Why Switch to Chrome OS?
There were multiple reasons why I switched.
- My company builds Chrome OS and I was interested in trying our own dog food.
- Chrome OS can run Linux (via Crostini) which allows me to use Emacs and keeps my workflow.
- Every new year need some changes and I believe the variety is worthwhile.
As a result, I started to use my spare Chromebook more often and it has been 3 month already. I loved it. Light and thin. Fanless and silent. Long battery life. Bluetooth just works.
What Changed After the Switch?
Let’s talk about what I have changed after switching from Linux to Chrome OS.
Less Bias on Tiling Window Manager
I thought tiling window manager is superior to stacking window manager. After using Chrome OS, I think both are fine. I am not less productive with Chrome OS’s stacking window manager than my beloved i3wm. It works well for most daily scenarios:
Alt+=to maximize the window.
Alt+]to tile the window on the left and right respectively.
Alt+Nto focus to a specific application from the taskbar, like the i3’s scratchpad.
Alt+Tabto switch windows. It works most of the time, given the two main windows I have are Emacs and Chrome.
However, I still complain the overuses the
Alt key in Chrome OS’s system keybinding which can conflict with the underlying application. Hope that it will be improved soon.

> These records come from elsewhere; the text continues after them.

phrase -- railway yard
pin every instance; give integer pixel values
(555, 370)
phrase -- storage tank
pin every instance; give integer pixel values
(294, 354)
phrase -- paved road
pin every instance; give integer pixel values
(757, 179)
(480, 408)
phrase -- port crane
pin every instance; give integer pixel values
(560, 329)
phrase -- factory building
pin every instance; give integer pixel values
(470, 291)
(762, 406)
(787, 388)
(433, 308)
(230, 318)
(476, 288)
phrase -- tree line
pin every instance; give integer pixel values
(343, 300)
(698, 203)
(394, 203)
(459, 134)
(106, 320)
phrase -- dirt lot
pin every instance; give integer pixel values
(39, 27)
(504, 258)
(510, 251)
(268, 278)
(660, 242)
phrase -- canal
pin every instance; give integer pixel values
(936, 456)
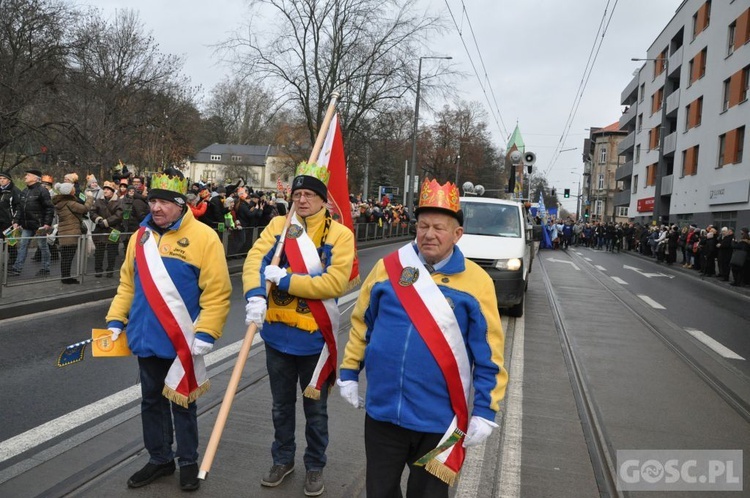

Less Time Tweaking Dotfiles
I am spending much less time tweaking my dotfiles like i3wm, rofi, randr, wayland, ibus and so on. I might still configure the Crostini like the sommelier daemon, but on average, much less often. As a result, there is more time for other things, the family, the kids, real work, and even just taking rest.
More Okay to the Google Eco-System
There are advocates to reduce the dependency on big tech for privacy and autonomy. I love this vision and also self-hosting some services to own my data. I tried to self-host Google Photo and/or Google Drive with an open-sourced alternative, I don’t find a good solution as these two services require backing up a large amount of data, and need a special setup for transcoding video.
The idea of self-hosting Drive and Photo fades away after using Chrome OS more often. It makes sense to use Google Drive on Chrome OS because the integration is so good. The more I use Chrome OS, the more I am okay to use the Google eco-system.
I am very happy with Chromebook and Chrome OS so far. I even switched my work laptop to Chromebook a few weeks ago so now I am using Chromebook for both personal and work. I don’t know how long I will stay. Likely until there is a decent Linux laptop with great hardware and driver supports.